Security Use#

An installation code is used to create a preconfigured link key. The installation code is transformed into a link key by use on an AES-MMO hash algorithm. For more information and sample code, consult the Install Codes section of the Security chapter of the Zigbee Alliance’s Base Device Behavior Specification (Zigbee document #13-0402).

The installation code, while not exactly a secret, cannot be easily guessed by a malicious device that hears the initial exchange between the joining device and the Trust Center. Without knowledge of the installation code and thus the key, the malicious device cannot decrypt the messages.

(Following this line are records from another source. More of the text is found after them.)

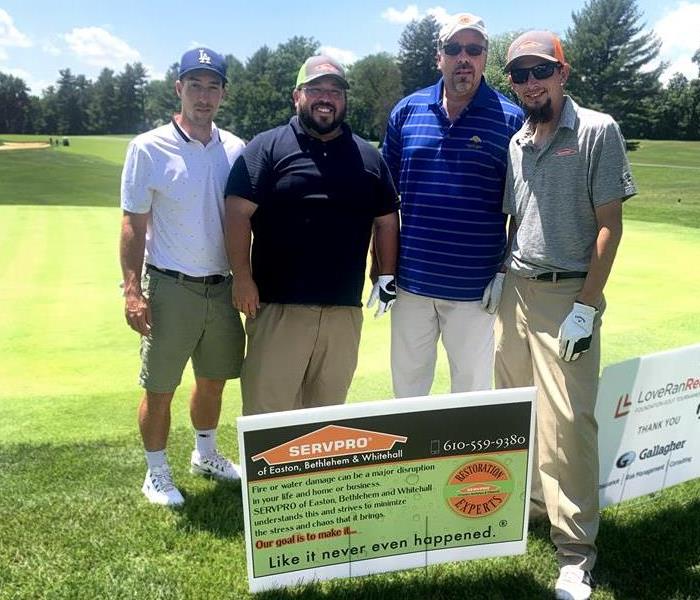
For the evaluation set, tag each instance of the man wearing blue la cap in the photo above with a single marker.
(177, 283)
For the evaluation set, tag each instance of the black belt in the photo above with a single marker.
(207, 279)
(554, 276)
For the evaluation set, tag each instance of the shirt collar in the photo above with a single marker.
(215, 135)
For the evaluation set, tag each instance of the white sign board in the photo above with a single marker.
(648, 413)
(363, 488)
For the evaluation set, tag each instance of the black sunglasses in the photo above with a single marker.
(454, 49)
(542, 71)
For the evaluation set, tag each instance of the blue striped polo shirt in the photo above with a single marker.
(450, 177)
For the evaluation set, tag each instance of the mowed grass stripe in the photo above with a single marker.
(64, 310)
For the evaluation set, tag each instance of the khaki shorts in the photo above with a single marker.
(299, 356)
(189, 320)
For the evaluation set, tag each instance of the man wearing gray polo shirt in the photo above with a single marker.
(567, 178)
(177, 285)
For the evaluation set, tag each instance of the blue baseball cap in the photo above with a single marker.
(203, 58)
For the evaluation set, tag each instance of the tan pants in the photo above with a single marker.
(565, 479)
(299, 356)
(466, 329)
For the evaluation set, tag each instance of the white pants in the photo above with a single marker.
(417, 322)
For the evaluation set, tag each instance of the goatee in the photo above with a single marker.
(543, 114)
(306, 117)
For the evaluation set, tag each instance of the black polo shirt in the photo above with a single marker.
(316, 204)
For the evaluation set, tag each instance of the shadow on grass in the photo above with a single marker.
(432, 583)
(218, 510)
(654, 557)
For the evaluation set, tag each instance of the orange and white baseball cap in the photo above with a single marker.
(462, 21)
(542, 44)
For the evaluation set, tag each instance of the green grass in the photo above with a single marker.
(73, 523)
(667, 175)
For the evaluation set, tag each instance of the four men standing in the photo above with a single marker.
(303, 200)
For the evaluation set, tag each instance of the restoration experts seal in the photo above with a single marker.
(478, 488)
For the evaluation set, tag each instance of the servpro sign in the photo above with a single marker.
(328, 442)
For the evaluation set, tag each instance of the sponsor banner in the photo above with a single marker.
(648, 413)
(363, 488)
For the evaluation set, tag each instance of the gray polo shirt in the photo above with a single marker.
(553, 191)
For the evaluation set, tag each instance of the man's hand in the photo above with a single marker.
(383, 292)
(576, 331)
(138, 312)
(245, 295)
(492, 294)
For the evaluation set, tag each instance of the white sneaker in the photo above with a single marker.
(573, 584)
(214, 465)
(159, 488)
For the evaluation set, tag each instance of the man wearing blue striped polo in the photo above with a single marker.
(446, 147)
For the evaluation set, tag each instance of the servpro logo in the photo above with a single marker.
(329, 441)
(478, 488)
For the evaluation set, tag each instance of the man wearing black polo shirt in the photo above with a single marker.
(311, 192)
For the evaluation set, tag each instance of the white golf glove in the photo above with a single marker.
(383, 292)
(576, 331)
(492, 294)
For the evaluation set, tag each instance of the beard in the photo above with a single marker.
(542, 114)
(320, 127)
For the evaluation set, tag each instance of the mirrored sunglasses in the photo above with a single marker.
(454, 49)
(543, 71)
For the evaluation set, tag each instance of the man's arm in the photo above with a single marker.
(386, 243)
(609, 217)
(238, 239)
(132, 246)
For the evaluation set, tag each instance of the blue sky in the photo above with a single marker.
(39, 37)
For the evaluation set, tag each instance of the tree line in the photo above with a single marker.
(609, 53)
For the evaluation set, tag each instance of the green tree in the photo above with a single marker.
(131, 98)
(161, 101)
(72, 100)
(375, 86)
(103, 104)
(14, 104)
(262, 98)
(418, 54)
(610, 57)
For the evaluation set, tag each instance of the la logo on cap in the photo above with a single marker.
(204, 58)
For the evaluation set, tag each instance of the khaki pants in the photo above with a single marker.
(565, 477)
(417, 322)
(299, 356)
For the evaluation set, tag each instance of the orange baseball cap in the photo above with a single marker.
(543, 44)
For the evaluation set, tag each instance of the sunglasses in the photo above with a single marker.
(543, 71)
(454, 49)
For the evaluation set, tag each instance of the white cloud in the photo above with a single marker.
(35, 85)
(51, 48)
(408, 14)
(345, 57)
(97, 47)
(441, 15)
(678, 32)
(9, 34)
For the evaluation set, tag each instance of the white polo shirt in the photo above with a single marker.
(181, 183)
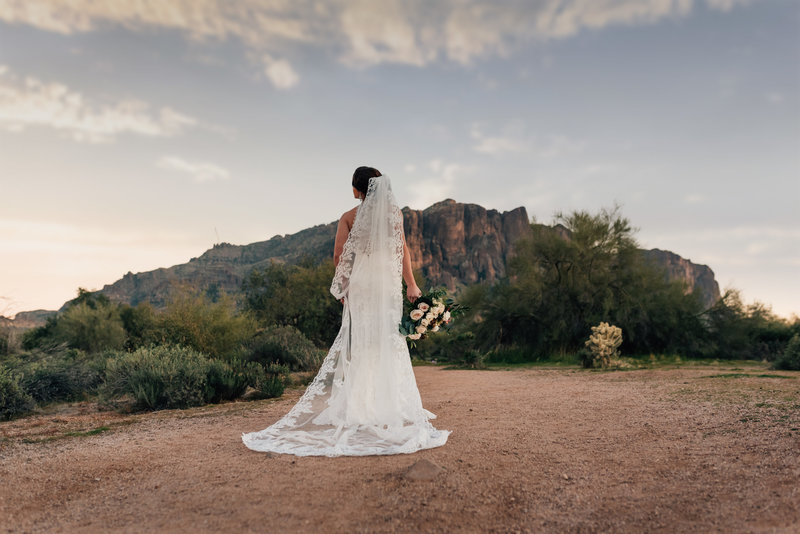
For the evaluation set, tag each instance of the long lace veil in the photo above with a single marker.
(364, 399)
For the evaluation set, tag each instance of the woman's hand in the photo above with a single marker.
(413, 293)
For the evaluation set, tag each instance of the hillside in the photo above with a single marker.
(452, 243)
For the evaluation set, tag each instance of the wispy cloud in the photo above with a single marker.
(515, 138)
(362, 33)
(32, 102)
(51, 259)
(439, 181)
(280, 72)
(200, 172)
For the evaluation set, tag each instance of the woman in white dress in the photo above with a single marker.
(364, 399)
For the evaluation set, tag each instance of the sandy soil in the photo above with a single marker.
(532, 450)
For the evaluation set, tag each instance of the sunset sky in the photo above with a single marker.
(135, 135)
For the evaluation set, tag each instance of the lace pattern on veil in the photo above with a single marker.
(364, 399)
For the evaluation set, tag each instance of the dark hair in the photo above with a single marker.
(361, 178)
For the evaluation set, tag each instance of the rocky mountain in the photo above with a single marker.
(695, 276)
(451, 243)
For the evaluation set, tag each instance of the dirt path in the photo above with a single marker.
(534, 450)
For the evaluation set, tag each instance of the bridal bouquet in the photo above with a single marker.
(431, 312)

The derived Zigbee link key will be known only by the Trust Center and the joining device. The Trust Center uses that key to securely transport the Zigbee network key to the device. Once the device has the network key, it can communicate at the network layer to the Zigbee network. It has the ability to perform service discovery and begin the application’s initialization process. In Zigbee 3.0 (non-ZSE) networks, having the network key is often enough for standard messaging across various clusters. However, ZSE networks have additional restrictions as discussed below. See Example: Joining a Z3 Light to a Z3 Gateway Using an Installation Code-Derived Link Key for a step-by-step procedure to use an installation code-generated link key for network joining.

The initial link key derived from the installation code does not have full access privileges on a ZSE network. Attempts to use it for Smart Energy messaging are not allowed and will be ignored by other ZSE devices. Shortly after joining a network, a device must use the Key Establishment cluster to establish a new link key with the Trust Center via the CBKE process. Only when key establishment completes successfully will a device have full privileges on the network and be able send and receive certain ZSE messages.